ABSTRACT

When Mexican American novelist Kathleen Alcalá realized that her parents’ families remained silent about their cultural roots, she discovered faint and fragmentary connections to Indigenous Opatans and Crypto-Jewish traditions. According to recent anthropological studies, the Opatans of northwest Mexico and their once powerful culture have vanished, and the underground rituals of persecuted Jews who ostensibly converted to Catholicism are largely forgotten.
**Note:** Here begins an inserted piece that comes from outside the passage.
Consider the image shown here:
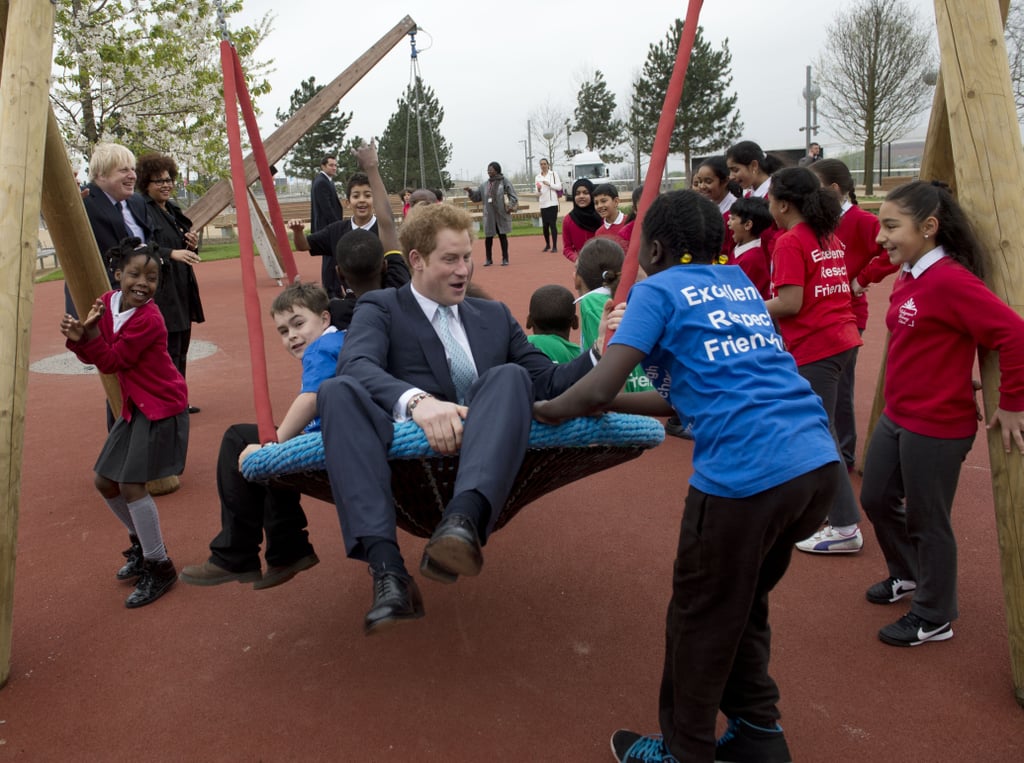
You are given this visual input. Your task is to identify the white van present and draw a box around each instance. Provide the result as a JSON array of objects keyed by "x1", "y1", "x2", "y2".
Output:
[{"x1": 563, "y1": 151, "x2": 611, "y2": 185}]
In her interrelated trilogy of novels, Spirits of the Ordinary: A Tale of Casas Grandes (1998), The Flower in the Skull (1999), and Treasures in Heaven (2000), Kathleen Alcalá responds decisively to these findings by granting her Opatan and Mexican Jewish ancestors imagined presence through techniques of narratorial resonance. Employing chronotopical and metafictional narrative strategies, particularly in connection with scraps of writing “blowing […] like tumbleweeds” through the desert (Spirits of the Ordinary 235) and with photographic methods, she gives her seeking narrators the tools to respond to each other transgenerationally, thus enabling them to position themselves in their Sonoran ancestry and their own current contexts. Köhler’s chapter focuses on The Flower in the Skull in which three Ópata women, representing more than 150 years of tribal history, recount their encounters with the religious, ethnic, and economic repression of the Mexican state and the discriminations and violence directed against Indian women in the US-American Southwest. The novel reconstructs the cultural wealth and religious pluralism of the past, the interacting traditions of which still resonate with the narratives of the borderlands.